Le premier ministre démissionnaire du pays du Cèdre a été invité par Emmanuel Macron, qui a précisé que ce n’était pas un exil politique.

Nouvelle surprise dans la crise libanaise faisant suite à la démission du premier ministre Saad Hariri. Invité par Emmanuel Macron à venir en France avec sa famille, M. Hariri devrait arriver « dans les prochains jours », a annoncé l’Elysée mercredi 15 novembre au soir. Le président français a précisé que ce n’était pas un exil politique, mais « un acte d’amitié ».

Dans la journée, les réactions des différents acteurs de la crise qui touche le pays du Cèdre se sont succédé.

Hariri s’affirme libre, Aoun le croit en captivité

« Je veux répéter et assurer que je vais très bien. » « Je vais revenir si Dieu veut à mon cher Liban comme je vous ai promis », a tweeté M. Hariri mercredi. Il réfutait ainsi une nouvelle fois la thèse le présentant comme otage des autorités saoudiennes.

Plus tôt dans la journée, le président libanais, Michel Aoun, avait en effet accusé l’Arabie saoudite de détenir Saad Hariri. Il avait déclaré à son propos : « Nous le considérons donc en captivité et détenu. »

Le 12 novembre pourtant, Saad Hariri avait annoncé qu’il allait « très bientôt » rentrer dans son pays. « Je suis libre ici, si je veux voyager demain, je voyage », avait-il déclaré. « J’ai écrit ma démission de ma main, et j’ai voulu provoquer un choc positif », avait-il dit lors d’un entretien avec la chaîne de télévision libanaise, Future TV.

Bahaa Hariri, le frère de Saad Hariri, s’est également exprimé mercredi sur la démission de son frère cadet, déclarant, dans un communiqué à l’agence Associated Press, qu’il « soutenait sa décision », accusant dans le même communiqué, le Hezbollah de vouloir « prendre le contrôle du Liban ». Il remercie également l’Arabie saoudite des « dizaines d’années de soutien » aux institutions nationales du pays du Cèdre.

Que s’est-il passé après la démission de Saad Hariri ?

Dans son allocution télévisée faite depuis l’Arabie saoudite, le 4 novembre, annonçant sa démission et diffusée sur la chaîne Al-Arabiya, M. Hariri accusait le Hezbollah et son allié iranien de « mainmise » sur le Liban et disait craindre pour sa vie.
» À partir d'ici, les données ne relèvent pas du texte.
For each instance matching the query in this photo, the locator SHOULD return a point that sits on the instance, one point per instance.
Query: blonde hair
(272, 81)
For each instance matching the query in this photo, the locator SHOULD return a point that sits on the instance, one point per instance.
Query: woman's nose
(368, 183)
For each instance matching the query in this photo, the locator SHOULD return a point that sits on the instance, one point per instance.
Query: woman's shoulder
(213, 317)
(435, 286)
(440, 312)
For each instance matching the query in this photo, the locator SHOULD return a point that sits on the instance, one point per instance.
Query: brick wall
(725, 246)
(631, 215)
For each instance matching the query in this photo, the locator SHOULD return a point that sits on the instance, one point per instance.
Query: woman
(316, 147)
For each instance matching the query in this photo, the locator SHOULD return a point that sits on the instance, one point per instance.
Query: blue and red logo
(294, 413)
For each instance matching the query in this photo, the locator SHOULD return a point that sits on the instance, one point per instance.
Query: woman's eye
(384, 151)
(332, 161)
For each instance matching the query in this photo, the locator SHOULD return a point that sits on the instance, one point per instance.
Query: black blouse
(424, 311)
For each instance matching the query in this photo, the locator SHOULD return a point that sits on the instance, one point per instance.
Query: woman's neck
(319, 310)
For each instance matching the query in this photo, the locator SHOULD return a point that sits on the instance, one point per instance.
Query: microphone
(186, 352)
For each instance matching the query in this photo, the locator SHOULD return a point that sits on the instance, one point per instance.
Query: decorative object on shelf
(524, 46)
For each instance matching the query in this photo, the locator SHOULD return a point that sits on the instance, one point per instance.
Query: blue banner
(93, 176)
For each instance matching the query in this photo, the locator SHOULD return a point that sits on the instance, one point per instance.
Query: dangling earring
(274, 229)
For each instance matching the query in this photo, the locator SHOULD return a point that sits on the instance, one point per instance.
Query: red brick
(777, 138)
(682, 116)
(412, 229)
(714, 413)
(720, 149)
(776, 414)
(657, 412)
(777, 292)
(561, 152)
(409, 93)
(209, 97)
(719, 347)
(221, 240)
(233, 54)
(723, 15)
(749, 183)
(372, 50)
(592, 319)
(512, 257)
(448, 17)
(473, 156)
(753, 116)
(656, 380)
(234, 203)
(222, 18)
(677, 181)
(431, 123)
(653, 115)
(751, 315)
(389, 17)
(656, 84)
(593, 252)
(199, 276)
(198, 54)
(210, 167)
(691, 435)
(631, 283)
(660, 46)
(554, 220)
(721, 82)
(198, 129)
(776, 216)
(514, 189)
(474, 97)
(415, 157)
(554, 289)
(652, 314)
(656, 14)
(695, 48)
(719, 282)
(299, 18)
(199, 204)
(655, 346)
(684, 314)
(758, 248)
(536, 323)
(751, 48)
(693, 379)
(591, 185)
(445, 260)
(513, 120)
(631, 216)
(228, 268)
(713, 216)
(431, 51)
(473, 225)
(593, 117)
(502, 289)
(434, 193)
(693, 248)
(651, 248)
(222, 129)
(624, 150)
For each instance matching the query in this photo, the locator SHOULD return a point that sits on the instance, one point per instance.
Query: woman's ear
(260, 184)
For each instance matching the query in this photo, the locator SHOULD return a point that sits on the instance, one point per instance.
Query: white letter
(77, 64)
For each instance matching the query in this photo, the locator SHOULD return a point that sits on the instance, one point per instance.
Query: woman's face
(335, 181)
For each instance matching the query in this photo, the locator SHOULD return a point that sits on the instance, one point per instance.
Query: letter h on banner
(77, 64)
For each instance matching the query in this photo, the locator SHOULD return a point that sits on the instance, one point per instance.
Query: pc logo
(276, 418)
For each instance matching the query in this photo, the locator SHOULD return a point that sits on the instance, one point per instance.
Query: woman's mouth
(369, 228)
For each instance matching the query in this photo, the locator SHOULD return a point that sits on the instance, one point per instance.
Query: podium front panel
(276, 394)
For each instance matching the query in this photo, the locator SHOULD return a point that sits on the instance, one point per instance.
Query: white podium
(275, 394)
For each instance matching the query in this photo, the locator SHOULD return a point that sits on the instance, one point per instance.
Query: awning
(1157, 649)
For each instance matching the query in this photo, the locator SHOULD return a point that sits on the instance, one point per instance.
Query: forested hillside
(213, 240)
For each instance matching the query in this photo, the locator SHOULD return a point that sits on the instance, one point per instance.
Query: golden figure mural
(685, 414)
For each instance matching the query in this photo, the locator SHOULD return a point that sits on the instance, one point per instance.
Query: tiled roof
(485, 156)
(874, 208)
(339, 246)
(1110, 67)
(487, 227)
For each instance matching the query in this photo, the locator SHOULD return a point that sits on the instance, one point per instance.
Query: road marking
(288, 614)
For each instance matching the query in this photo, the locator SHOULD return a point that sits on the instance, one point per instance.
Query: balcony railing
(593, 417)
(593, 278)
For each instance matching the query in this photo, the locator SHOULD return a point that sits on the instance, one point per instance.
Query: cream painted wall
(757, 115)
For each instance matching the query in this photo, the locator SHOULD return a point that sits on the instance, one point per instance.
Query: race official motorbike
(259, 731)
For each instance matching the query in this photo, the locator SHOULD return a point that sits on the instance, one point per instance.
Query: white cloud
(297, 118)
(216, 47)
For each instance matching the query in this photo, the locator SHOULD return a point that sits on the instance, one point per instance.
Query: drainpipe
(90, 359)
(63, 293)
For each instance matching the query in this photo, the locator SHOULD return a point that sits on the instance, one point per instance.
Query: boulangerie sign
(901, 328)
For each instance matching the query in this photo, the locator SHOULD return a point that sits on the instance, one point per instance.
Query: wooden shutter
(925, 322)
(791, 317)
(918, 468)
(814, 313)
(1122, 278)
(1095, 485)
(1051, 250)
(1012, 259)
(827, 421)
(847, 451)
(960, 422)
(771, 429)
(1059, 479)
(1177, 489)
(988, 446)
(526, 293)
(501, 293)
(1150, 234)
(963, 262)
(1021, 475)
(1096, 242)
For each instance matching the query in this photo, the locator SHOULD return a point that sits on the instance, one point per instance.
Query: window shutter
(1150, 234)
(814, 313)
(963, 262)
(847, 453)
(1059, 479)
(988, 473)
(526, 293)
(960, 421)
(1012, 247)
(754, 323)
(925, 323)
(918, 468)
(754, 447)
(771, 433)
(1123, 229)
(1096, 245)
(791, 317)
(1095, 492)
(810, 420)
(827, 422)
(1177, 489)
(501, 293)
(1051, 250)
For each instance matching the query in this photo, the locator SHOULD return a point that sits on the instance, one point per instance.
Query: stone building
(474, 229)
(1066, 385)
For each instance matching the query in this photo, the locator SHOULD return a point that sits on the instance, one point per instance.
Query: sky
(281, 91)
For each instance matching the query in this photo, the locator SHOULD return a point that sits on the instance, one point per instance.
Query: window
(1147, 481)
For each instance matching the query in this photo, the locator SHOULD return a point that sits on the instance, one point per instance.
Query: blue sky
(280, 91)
Il accusait également Téhéran d’avoir « créé un Etat dans l’Etat ».

L’annonce de sa démission est intervenue dans un contexte de fortes tensions sur plusieurs dossiers entre les deux poids lourds de la région, l’Arabie saoudite sunnite et l’Iran chiite.

Au lendemain de cette déclaration, le chef du Hezbollah, Hassan Nasrallah, avait accusé Riyad d’avoir contraint M. Hariri à la démission. Depuis, la position du « parti de Dieu » n’a pas changé. Le mouvement fait tout ce qu’il peut pour accréditer la thèse d’une manipulation saoudienne, pour vider la décision du premier ministre de toute validité et pour le forcer à reprendre ses fonctions.
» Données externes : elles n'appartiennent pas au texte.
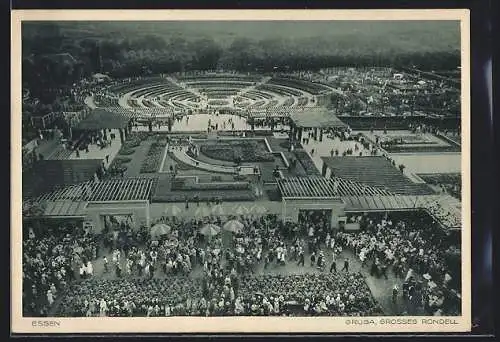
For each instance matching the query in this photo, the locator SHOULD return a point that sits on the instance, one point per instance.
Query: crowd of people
(51, 262)
(187, 272)
(416, 252)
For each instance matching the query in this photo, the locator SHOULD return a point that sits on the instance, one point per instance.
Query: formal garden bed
(186, 185)
(230, 150)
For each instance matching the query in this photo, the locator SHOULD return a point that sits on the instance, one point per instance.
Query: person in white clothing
(50, 297)
(90, 269)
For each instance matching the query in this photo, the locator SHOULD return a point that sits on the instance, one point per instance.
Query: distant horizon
(401, 33)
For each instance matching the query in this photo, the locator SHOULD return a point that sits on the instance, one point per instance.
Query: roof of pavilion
(105, 118)
(316, 117)
(320, 187)
(128, 189)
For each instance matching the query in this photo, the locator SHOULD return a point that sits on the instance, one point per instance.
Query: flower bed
(153, 158)
(247, 150)
(306, 162)
(122, 160)
(210, 186)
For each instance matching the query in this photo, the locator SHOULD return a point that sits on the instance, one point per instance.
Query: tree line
(53, 58)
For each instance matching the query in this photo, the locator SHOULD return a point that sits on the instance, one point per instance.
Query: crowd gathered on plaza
(235, 271)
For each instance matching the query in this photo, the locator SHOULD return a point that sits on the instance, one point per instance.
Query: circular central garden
(251, 150)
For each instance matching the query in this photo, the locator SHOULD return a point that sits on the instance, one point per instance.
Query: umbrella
(258, 209)
(160, 229)
(233, 226)
(202, 212)
(218, 210)
(241, 210)
(210, 230)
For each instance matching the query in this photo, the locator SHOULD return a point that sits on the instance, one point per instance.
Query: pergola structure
(317, 118)
(91, 200)
(130, 189)
(308, 188)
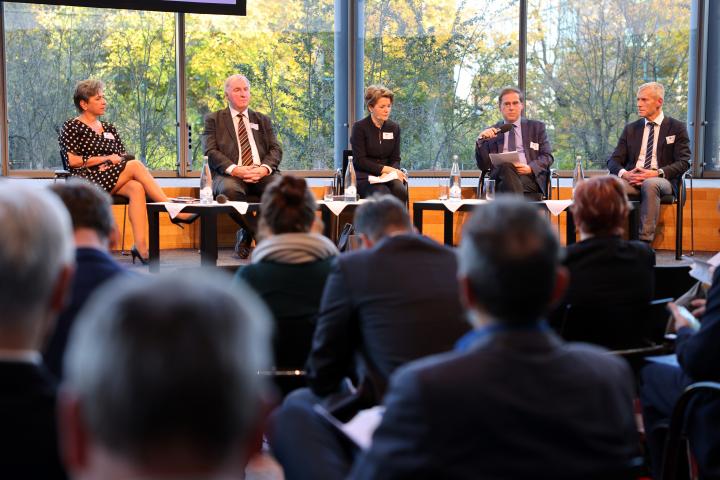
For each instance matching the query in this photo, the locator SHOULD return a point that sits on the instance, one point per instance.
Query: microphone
(506, 127)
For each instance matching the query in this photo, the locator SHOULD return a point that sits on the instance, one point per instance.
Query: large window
(50, 48)
(586, 59)
(285, 48)
(445, 62)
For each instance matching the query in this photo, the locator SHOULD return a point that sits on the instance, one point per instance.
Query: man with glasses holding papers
(528, 174)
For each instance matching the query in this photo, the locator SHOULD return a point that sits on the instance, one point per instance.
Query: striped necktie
(245, 152)
(649, 147)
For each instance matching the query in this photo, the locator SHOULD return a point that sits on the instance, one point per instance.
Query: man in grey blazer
(243, 153)
(651, 155)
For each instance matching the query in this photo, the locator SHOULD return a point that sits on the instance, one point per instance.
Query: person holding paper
(243, 153)
(698, 358)
(375, 144)
(651, 155)
(528, 138)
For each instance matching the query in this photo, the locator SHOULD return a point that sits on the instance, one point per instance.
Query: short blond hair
(373, 93)
(656, 87)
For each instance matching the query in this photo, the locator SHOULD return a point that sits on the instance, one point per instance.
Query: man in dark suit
(698, 359)
(36, 263)
(513, 401)
(243, 153)
(379, 303)
(528, 138)
(651, 155)
(94, 231)
(395, 301)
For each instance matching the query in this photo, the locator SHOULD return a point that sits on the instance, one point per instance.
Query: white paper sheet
(506, 157)
(384, 178)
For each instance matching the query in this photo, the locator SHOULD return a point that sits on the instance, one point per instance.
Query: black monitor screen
(220, 7)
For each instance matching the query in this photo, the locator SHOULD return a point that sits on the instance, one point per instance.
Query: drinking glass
(489, 187)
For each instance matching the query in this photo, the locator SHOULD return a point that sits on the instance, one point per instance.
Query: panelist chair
(64, 174)
(699, 396)
(679, 202)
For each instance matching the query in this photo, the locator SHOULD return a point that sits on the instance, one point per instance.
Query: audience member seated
(394, 301)
(513, 401)
(698, 358)
(161, 380)
(607, 273)
(36, 263)
(94, 231)
(289, 267)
Mardi, le premier ministre français, Edouard Philippe, a estimé que la démission de M. Hariri a ouvert « une période d’incertitude qu’il faut clore rapidement ». Le ministre français des affaires étrangères, Jean-Yves Le Drian, est, quant à lui, attendu mercredi soir à Riyad, où il doit rencontrer le prince héritier, Mohammed Ben Salmane, puis Saad Hariri.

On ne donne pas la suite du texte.